A Estação Ecológica (ESEC) de Murici, que se estende por pouco mais de 6 mil hectares da Zona da Mata alagoana, é uma das áreas de grande interesse para a conservação da biodiversidade na Mata Atlântica e no Brasil. A estação é a maior área protegida do chamado Centro de Endemismo Pernambuco – como os cientistas chamam a continuação do bioma ao norte do rio São Francisco, que, graças ao isolamento geográfico, abriga grande número de espécies que não ocorrem em mais nenhum outro lugar do mundo.
A unidade de conservação, que é de proteção integral, porém, sofre com problemas crônicos, como a falta de regularização fundiária – o que faz com que até hoje, 23 anos depois de sua criação, ela ainda tenha diversas fazendas e outras propriedades particulares em seu interior – e a ação de caçadores. A esses se somou, há pouco mais de 2 meses, outro problema: o afastamento do até então único analista ambiental do ICMBio ali lotado, Marco Antônio de Freitas – também com longo histórico de pesquisas científicas na região –, das atividades de fiscalização ambiental e da chefia da estação.
A medida se deu após uma fiscalização coordenada por Freitas em outra unidade de conservação, o Parque Nacional da Chapada Diamantina (PNCD), na Bahia. A ação resultou em sérias repercussões por conta da demolição indevida de um terreiro de jarê – religião típica da Chapada, de matriz africana e influências indígenas –, no dia 21 de julho.

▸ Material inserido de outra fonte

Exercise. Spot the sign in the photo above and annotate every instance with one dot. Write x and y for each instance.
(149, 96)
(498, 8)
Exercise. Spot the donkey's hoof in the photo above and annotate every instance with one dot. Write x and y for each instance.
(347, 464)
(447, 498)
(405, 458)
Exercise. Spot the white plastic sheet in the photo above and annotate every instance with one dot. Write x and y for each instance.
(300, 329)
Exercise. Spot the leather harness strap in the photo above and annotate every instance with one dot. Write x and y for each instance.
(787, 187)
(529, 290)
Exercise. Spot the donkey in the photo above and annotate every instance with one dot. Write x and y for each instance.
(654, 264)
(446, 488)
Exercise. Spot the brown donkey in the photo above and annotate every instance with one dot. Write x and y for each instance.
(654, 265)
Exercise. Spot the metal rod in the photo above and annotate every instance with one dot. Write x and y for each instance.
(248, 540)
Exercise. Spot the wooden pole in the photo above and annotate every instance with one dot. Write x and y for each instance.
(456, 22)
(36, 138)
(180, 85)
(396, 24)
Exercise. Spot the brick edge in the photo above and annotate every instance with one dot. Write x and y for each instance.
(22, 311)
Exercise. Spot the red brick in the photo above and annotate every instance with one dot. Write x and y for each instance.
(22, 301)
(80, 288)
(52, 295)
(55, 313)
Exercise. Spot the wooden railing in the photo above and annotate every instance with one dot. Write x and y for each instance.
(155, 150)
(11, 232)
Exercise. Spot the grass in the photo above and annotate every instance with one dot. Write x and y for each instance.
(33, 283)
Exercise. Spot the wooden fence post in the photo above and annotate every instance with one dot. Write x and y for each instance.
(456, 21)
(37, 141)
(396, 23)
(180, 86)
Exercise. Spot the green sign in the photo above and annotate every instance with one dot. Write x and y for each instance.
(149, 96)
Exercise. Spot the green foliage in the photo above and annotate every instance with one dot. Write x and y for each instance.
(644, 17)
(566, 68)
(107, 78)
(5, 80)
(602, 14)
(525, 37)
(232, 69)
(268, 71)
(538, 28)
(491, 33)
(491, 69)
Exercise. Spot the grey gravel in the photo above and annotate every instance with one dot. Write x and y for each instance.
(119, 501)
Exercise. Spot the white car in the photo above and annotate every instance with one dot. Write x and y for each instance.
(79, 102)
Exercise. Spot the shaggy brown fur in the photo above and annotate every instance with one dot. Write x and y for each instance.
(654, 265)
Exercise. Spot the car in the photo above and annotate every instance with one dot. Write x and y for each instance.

Acima da porta do imóvel, que a equipe alega não ter reconhecido imediatamente como um local de culto religioso, estava uma placa onde se lia “Peji Pedra Branca de Oxossi: A mata se levanta, poeira levanta, pedra do morro desce e a terra estremece”.
A demolição do terreiro, interrompida após a quebra de uma parede revelar imagens religiosas, algumas destruídas, gerou críticas e acusações de racismo religioso contra os agentes – o que Freitas rechaça, ao lembrar que a equipe, composta por ele e mais 8 agentes temporários ambientais e brigadistas, passou por outro terreiro já conhecido do parque no dia anterior, prontamente identificado e deixado intacto. A ação, porém, levou à criação de uma comissão “de caráter pedagógico, normativo e de orientação” pela presidência do ICMBio, que avaliou a ação dos servidores – detalhada pelo presidente do ICMBio, Mauro Pires, em entrevista à assessoria da autarquia, no fim de julho.
A fiscalização tinha o objetivo de agir contra o desmatamento, a caça e “invasões imobiliárias” no interior do parque – que passou por “diversas invasões recentes” a partir de 2019, segundo o relatório técnico assinado por Marco Freitas no dia 24 de julho – devido à “diminuição das ações de fiscalização” no contexto da pandemia de covid-19. As construções foram identificadas por meio de análise de imagens de satélite e de denúncias feitas à equipe da unidade. No total, 17 estruturas foram destruídas e 6 ficaram de pé – onde havia moradores presentes, que foram autuados.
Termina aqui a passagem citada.